Les canonnades se poursuivent sans relâche et résonnent jusque dans les faubourgs.
À Comines France, le pharmacien Deschildre se prépare à passer trois jours en prison pour avoir refusé de délivrer un médicament à un soldat allemand. Celui-ci réclame une potion que l’officine ne possède pas, mais l’absence de produit ne suffit pas à convaincre l’autorité militaire qui impose la sanction.
Depuis hier soir, un second capitaine du 182ᵉ régiment saxon et ses ordonnances s’installent dans la maison du brasseur Dumortier.

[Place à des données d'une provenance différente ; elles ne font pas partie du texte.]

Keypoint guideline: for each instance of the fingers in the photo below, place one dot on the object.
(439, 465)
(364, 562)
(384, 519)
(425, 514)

Le premier officier, quant à lui, part loger à Bousbecque. L’inconvénient est qu’en quittant les lieux, il laisse la porte de la cour grande ouverte : avec la quantité de rats qui circulent en ville, on redoute désormais qu’ils envahissent la maison.
Le maréchal French reçoit le titre de Vicomte d’Ypres. Il n’est pas le premier à le porter : au XIIIᵉ siècle déjà, un certain Guillaume de Lo, à la fois comte de Kent et capitaine général de l’armée anglaise, reçoit ce même titre. Son cercueil, conservé à Ypres, est atteint par des obus allemands avant d’être transféré vers Furnes via Lo. Le vicomte n’avait certainement pas imaginé qu’on le transporterait encore, six cent cinquante-trois ans après sa mort, et qui plus est… en automobile.